It'd be easy to disregard these writings with a TL;DR. It's a lot, but if you ever find yourself in a similar situation (and funny, at some point you probably will), having the tools and knowledge I'm providing are highly valuable. Knowledge insurance. When things should work and they don't.
We've been brought up and taught, at least since the 80's, that antioxidants are not just good for us, they're essential for one's health and longevity. That's accurate in some context, and backwards in another. Chronic dietary supplementation of antioxidants are potentially dangerous. Hmm, realistically, they simply are dangerous.
Really? That sounds bogus!
Of course it does. When you're brought up to believe something, and everyone around you has been brought up and taught the same, a unified belief creates the illusion of truths and facts. In this particular matter, we have the foundation of science to make the determination for us as to what works, and what doesn't.
The human body is run and maintained by an unimaginable array of balances. Incredibly, among such unfathomable complexity, even more mechanisms are in place to re-balance imbalances. Eesh! However, there are limits. We're pretty resilient so limits can be soft, exceeded, and re-instated. In fact, we're built for excessive allowances, which determines adaptation or failure. The latter is quite unfavorable. Might sound like a crunchy snap. Maybe prefaced with a "Hey watch this!!"

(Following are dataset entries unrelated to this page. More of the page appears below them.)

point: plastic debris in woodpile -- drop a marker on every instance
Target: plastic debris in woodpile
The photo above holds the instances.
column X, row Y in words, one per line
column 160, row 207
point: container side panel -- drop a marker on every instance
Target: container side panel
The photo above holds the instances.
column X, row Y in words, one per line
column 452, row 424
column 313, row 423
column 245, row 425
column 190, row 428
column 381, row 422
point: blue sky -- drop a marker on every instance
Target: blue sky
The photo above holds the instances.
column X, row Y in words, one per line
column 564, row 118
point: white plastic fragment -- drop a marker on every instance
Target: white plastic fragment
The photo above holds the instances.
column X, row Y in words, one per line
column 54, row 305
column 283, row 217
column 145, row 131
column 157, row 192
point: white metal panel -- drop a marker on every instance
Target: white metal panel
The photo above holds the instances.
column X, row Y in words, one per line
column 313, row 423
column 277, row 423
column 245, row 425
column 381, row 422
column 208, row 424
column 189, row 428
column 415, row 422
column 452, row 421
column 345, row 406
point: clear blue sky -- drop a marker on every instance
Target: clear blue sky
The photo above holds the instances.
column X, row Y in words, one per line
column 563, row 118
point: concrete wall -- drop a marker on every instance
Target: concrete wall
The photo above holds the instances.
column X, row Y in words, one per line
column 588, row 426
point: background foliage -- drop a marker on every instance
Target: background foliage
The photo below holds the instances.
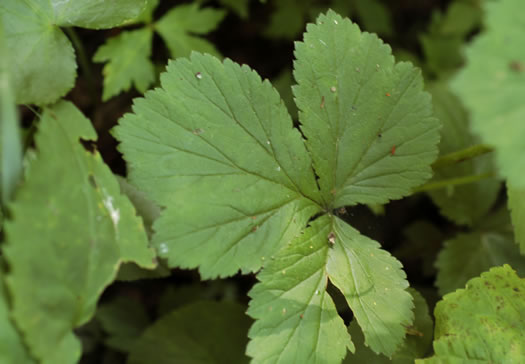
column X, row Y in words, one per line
column 294, row 165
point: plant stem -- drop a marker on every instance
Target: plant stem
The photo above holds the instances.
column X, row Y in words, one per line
column 461, row 155
column 453, row 182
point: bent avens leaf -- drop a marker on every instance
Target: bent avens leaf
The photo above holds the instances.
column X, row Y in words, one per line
column 217, row 149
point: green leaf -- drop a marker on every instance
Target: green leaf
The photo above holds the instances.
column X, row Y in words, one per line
column 496, row 61
column 202, row 332
column 464, row 204
column 70, row 231
column 367, row 120
column 467, row 255
column 10, row 143
column 41, row 57
column 416, row 345
column 373, row 284
column 257, row 198
column 517, row 213
column 127, row 56
column 123, row 319
column 483, row 323
column 12, row 349
column 181, row 24
column 297, row 321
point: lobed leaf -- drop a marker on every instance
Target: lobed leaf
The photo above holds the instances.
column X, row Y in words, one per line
column 485, row 322
column 416, row 344
column 467, row 255
column 180, row 26
column 201, row 332
column 217, row 148
column 463, row 204
column 296, row 319
column 70, row 231
column 367, row 121
column 127, row 56
column 495, row 61
column 374, row 286
column 34, row 40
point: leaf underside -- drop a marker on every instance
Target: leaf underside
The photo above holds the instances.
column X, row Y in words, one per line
column 216, row 148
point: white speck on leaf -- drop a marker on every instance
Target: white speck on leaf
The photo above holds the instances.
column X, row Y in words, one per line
column 163, row 248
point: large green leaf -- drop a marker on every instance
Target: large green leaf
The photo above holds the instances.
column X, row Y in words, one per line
column 10, row 142
column 296, row 318
column 70, row 231
column 517, row 214
column 464, row 204
column 467, row 255
column 128, row 62
column 367, row 120
column 41, row 57
column 12, row 348
column 201, row 332
column 181, row 26
column 416, row 344
column 483, row 323
column 496, row 61
column 216, row 147
column 233, row 172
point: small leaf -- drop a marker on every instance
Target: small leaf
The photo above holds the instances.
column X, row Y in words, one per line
column 127, row 56
column 70, row 231
column 517, row 213
column 464, row 204
column 34, row 40
column 202, row 332
column 416, row 344
column 296, row 318
column 483, row 323
column 374, row 138
column 12, row 348
column 237, row 206
column 495, row 62
column 10, row 142
column 180, row 25
column 467, row 255
column 374, row 286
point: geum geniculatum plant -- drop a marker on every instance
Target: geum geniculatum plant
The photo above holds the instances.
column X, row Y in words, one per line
column 242, row 188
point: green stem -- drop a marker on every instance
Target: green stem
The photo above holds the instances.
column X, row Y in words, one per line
column 461, row 155
column 452, row 182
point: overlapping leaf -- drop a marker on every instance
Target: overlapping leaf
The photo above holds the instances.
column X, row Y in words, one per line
column 201, row 332
column 71, row 229
column 367, row 121
column 216, row 147
column 128, row 62
column 42, row 58
column 496, row 61
column 517, row 214
column 483, row 323
column 10, row 142
column 467, row 255
column 181, row 26
column 12, row 348
column 416, row 345
column 464, row 204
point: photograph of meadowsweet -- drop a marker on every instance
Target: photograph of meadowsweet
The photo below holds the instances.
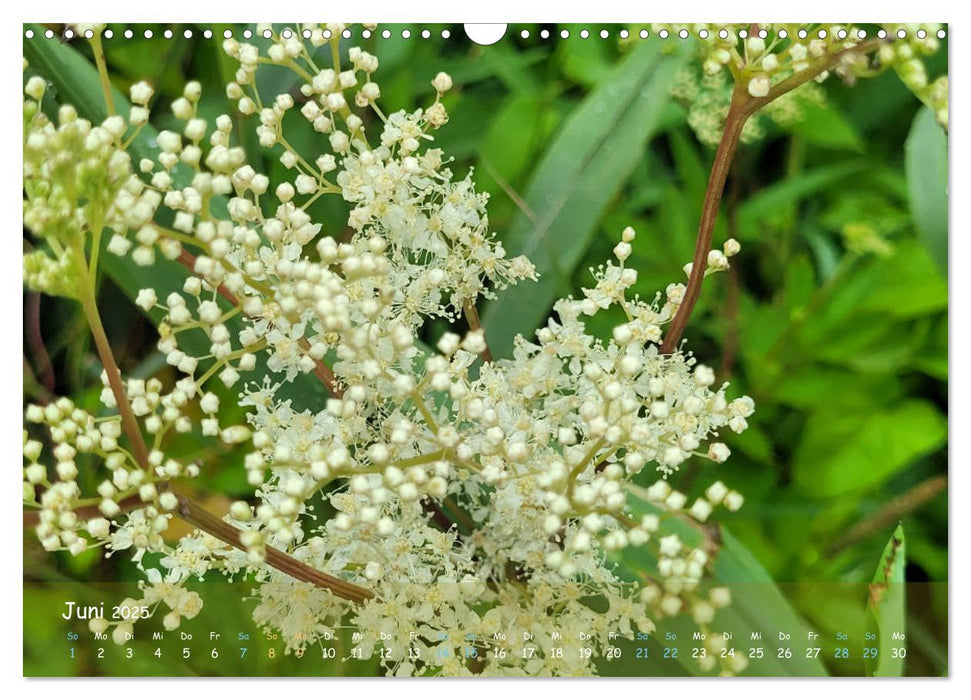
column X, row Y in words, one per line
column 594, row 350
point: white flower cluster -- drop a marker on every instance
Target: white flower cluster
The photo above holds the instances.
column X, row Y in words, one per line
column 467, row 496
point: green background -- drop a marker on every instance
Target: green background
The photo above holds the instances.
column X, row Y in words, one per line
column 833, row 318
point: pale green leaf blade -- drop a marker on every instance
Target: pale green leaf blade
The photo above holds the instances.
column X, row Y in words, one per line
column 886, row 609
column 927, row 181
column 583, row 170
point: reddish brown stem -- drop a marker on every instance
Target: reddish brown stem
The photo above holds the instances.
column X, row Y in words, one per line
column 35, row 340
column 198, row 516
column 742, row 107
column 734, row 123
column 321, row 370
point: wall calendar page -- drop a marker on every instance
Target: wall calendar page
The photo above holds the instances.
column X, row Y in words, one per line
column 443, row 350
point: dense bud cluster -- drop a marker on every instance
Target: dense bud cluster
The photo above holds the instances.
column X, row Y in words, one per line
column 540, row 463
column 758, row 58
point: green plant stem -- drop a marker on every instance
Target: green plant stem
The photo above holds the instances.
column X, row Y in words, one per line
column 742, row 107
column 99, row 60
column 188, row 510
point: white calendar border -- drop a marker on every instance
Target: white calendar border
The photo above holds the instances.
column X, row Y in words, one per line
column 512, row 11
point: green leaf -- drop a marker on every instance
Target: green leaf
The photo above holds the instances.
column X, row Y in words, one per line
column 827, row 127
column 926, row 166
column 886, row 608
column 758, row 604
column 583, row 170
column 844, row 451
column 772, row 205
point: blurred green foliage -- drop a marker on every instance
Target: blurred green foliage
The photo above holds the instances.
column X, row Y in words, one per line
column 834, row 317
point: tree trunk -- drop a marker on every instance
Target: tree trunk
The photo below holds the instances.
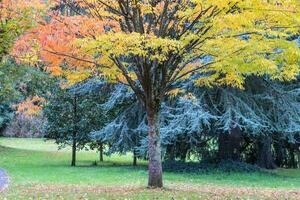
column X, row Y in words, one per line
column 279, row 153
column 154, row 150
column 134, row 158
column 170, row 152
column 101, row 152
column 265, row 157
column 230, row 145
column 73, row 163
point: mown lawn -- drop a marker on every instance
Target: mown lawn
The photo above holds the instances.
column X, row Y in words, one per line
column 38, row 170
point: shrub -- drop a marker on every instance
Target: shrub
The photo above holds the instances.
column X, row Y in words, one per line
column 204, row 167
column 26, row 126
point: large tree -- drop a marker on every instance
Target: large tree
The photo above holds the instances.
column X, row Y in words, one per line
column 153, row 45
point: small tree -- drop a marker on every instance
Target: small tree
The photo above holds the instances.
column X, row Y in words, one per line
column 71, row 115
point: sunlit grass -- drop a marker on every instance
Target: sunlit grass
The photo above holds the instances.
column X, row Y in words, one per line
column 34, row 162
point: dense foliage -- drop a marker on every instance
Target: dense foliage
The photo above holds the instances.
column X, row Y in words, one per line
column 206, row 80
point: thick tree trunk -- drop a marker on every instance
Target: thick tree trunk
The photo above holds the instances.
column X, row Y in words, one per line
column 101, row 152
column 154, row 150
column 170, row 152
column 265, row 157
column 73, row 163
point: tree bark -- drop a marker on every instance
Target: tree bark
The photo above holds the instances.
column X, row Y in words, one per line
column 265, row 157
column 73, row 163
column 101, row 152
column 154, row 150
column 134, row 158
column 230, row 145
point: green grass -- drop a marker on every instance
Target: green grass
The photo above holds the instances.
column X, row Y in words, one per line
column 38, row 170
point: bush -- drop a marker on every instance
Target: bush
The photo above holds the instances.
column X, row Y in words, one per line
column 26, row 126
column 204, row 167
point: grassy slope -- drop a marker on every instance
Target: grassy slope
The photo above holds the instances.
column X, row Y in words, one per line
column 37, row 169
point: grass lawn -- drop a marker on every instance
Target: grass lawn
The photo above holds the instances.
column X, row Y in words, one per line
column 38, row 170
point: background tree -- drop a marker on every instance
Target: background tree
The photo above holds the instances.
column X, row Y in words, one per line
column 73, row 113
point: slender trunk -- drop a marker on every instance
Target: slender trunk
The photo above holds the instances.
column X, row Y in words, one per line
column 230, row 145
column 134, row 158
column 101, row 152
column 73, row 163
column 154, row 150
column 265, row 157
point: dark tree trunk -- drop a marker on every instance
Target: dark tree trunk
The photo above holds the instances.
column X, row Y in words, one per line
column 265, row 157
column 154, row 150
column 170, row 152
column 279, row 153
column 230, row 145
column 134, row 158
column 101, row 152
column 73, row 163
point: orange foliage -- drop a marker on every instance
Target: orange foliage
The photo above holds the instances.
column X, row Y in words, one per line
column 54, row 43
column 31, row 106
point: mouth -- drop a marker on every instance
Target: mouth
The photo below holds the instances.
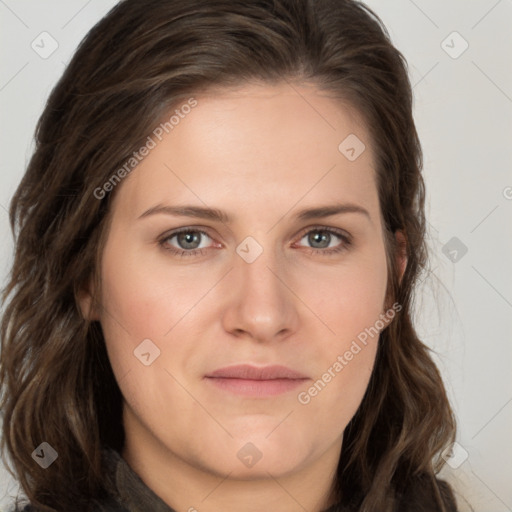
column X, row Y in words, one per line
column 255, row 381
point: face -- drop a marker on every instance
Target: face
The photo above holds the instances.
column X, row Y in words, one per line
column 270, row 283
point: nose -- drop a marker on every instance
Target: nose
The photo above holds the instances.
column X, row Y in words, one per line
column 262, row 305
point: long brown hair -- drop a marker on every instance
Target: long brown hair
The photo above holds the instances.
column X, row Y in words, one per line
column 139, row 61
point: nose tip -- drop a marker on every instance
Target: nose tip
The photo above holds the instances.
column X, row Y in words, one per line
column 261, row 306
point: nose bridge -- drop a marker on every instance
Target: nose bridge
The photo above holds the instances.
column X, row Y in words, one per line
column 261, row 305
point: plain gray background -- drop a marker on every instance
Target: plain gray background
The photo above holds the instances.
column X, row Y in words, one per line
column 463, row 110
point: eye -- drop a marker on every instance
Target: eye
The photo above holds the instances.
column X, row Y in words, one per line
column 324, row 240
column 188, row 242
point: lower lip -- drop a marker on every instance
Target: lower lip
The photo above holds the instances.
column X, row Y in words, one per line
column 257, row 388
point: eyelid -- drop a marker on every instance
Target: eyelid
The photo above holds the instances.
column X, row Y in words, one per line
column 340, row 233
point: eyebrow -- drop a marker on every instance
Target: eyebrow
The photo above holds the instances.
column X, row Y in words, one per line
column 215, row 214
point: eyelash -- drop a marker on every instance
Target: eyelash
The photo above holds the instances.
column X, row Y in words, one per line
column 346, row 241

To humanize my experiences, this blog helps express some of the experience. It's a bit wetter than the vast whitepapers and literature I've read, the many thousands of images perused, the MS Office documentation written. Some people like spreadsheets. Most don't. I've learned to. Took a long time before finally documenting what I was dealing with, seeing that there was no way a person could juggle such sprawling information.
Fortunately data correlation is something I'm quite good at. In fact I'm a lot better than most. So, I began collecting my variables. This took a lot of time, required a massive amount of energy dedicated to research and learning, while picking up the etiquettes of the medical field.
Pro Tip: Do not cross-share your medical information whenever possible among different providers; if you've had a bad experience or feel that information could be a liability to future visits. How do you know? Order the records, see for yourself what they really think of you. If you've been told one thing, while the opposite is documented, perhaps with a negative tone, take caution. Don't be afraid to order them either - you're entitled and it will make no difference to the doctor (unless you mention it, then they get a bit skittish).
CHAOS derived from the run-arounds that left me without answers or support. There are several well-known non-communicable diseases in modern pathology, like cancer or cardiovascular disease. Imagine though, going back to say Eisenhower days, trying to get not just treatment, but a proper diagnosis from any medical specialist not entrenched in laboratory work! They'd have no idea, label you, give some professional parent advice and good luck!
That's essentially been my plight. Fast forward 60 years, I can go down the block and get a gamma-knife surgery to remove cancer while micro-robotic arms and cameras whir away. Or head over to a specialized clinic to manage a deadly incurable virus with a cocktail of modern medications. Don't forget about the spectrum of blood work tests available.
That's now, but in this now, my bad luck is like how things were 60 years ago. I need 60 year-in-the-future medicine, today! Hmm, or, using smart analysis, existing whitepapers and published works, and some awesome data correlations, tomorrow's diagnosis can be made today!
This was not a simple nor quick process. Took a lot of brainstorming. Mind maps. Spreadsheets. Reading and reviewing things over my head until they made sense. I now own a few multi-thousand page medical manuals and not a lot within is unfamiliar.
The biggest challenge... by far, is withholding "AHA!'s" There is no silver bullet. There is no one answer. That's the worst realization, yet the most humbling and strongest way to find The Answer. When one can come back to the same point from several directions, independently, from scratch, through long and dissimilar paths.
CHAOS was discovered using these means, the techniques of progression, iteration, and validation.